Jackson makes a valid point. The thing is, he could have been making this same point 30 years ago about Michael Jordan, Jackson’s own superstar when he was coaching the Chicago Bulls. I was certainly saying these things about Jordan at the time, and about Laker Magic Johnson when he came into the league several years earlier.
This was the early ’80s, and I was a huge Laker fan at the time. I loved Magic and “showtime” basketball. It was fun and exciting. Magic revolutionized the game, and drew many new fans to the game. He also played a key roll in destroying the game, for purists like me anyway.
Magic was something special, a 6’9″ guard who could see over shorter players and whip the ball anywhere on the court, with either hand, at any moment. Combine this with his ability to push the ball up court before the defense had a chance to get set and Magic was virtually unstoppable. Unless you were “there,” it’s hard to describe just how apt the nickname “Magic” was as he took the NBA by storm and created the famed Laker dynasty of the ’80s.

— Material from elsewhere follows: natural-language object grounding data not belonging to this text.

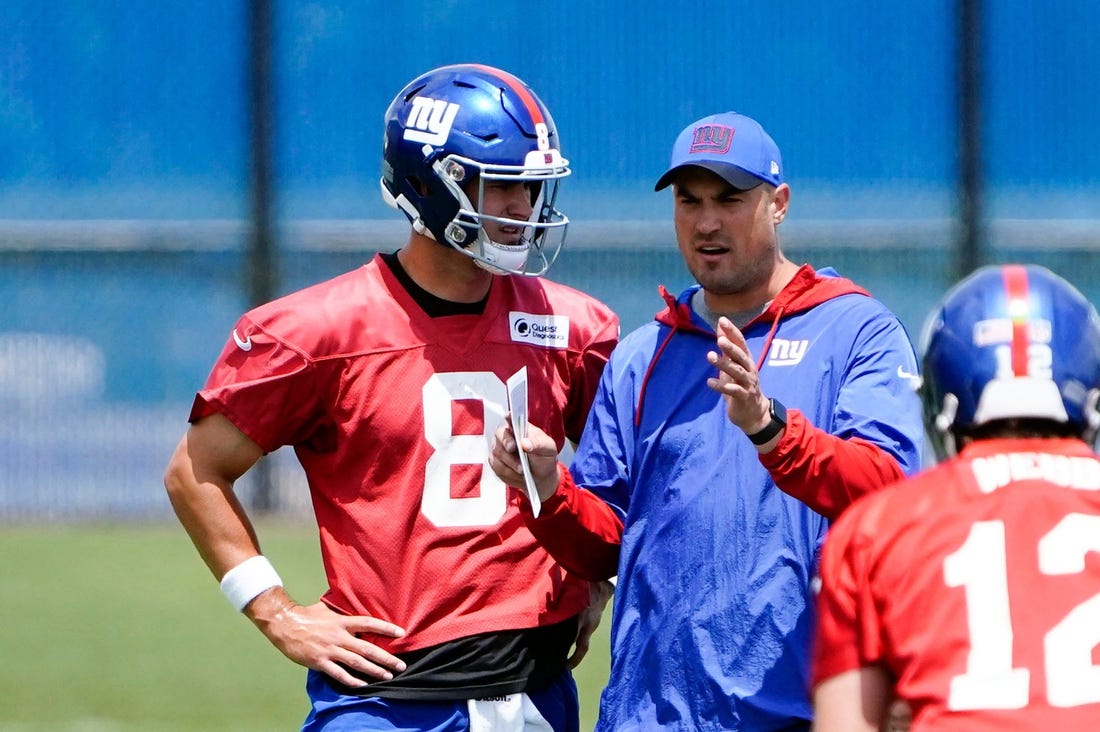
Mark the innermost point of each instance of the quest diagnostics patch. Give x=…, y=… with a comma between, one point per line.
x=545, y=330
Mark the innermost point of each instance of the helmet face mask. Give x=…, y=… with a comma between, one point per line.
x=457, y=128
x=1012, y=342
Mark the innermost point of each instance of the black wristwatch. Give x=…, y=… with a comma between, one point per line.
x=778, y=413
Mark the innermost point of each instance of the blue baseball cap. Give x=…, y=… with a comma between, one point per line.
x=730, y=145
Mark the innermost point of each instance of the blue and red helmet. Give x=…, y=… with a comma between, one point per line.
x=1012, y=341
x=470, y=123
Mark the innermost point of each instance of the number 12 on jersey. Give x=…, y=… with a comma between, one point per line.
x=980, y=567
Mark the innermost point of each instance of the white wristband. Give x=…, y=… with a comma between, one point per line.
x=243, y=582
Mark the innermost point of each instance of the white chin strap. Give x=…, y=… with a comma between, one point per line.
x=502, y=259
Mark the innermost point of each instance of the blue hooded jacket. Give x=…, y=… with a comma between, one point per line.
x=713, y=612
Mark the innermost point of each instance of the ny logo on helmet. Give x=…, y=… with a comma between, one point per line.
x=430, y=120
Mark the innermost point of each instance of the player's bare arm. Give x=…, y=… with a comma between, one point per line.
x=199, y=481
x=600, y=594
x=738, y=380
x=853, y=701
x=541, y=457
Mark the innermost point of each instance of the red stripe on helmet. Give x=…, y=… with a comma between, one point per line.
x=1015, y=285
x=518, y=87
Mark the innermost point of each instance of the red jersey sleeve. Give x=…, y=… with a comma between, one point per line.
x=591, y=553
x=825, y=471
x=264, y=386
x=848, y=630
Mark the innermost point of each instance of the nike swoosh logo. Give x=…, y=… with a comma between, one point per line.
x=243, y=345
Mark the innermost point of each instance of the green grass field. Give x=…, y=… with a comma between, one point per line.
x=120, y=627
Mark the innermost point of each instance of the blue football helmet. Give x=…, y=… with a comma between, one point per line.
x=1010, y=341
x=464, y=124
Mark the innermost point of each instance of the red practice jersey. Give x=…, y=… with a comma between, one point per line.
x=977, y=585
x=392, y=415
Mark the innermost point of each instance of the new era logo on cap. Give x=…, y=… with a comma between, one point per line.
x=730, y=145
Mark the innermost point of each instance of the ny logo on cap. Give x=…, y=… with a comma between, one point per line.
x=712, y=139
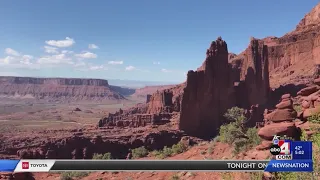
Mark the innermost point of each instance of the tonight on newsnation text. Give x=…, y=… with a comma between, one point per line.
x=141, y=165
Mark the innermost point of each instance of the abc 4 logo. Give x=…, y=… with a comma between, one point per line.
x=282, y=148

But in the midst of all that, most people overlooked the fact that Magic routinely “palmed” the basketball. The rules say you have to keep your hand on top of the ball as you dribble, limiting the amount of control you have over it. Magic had huge hands and would consistently cup the ball at an angle as he dribbled. This would allow him to get his fingers below the the ball’s “equator” then roll the hand into any position he wished to give him the control to deliver the ball when and where he wanted. In short, what he did was illegal, and he did it just about every time he came down the court.
Younger players naturally started emulating Magic, and now “palming” or “carrying over” has become part of the game. Every player does it, on just about every play, and no one notices.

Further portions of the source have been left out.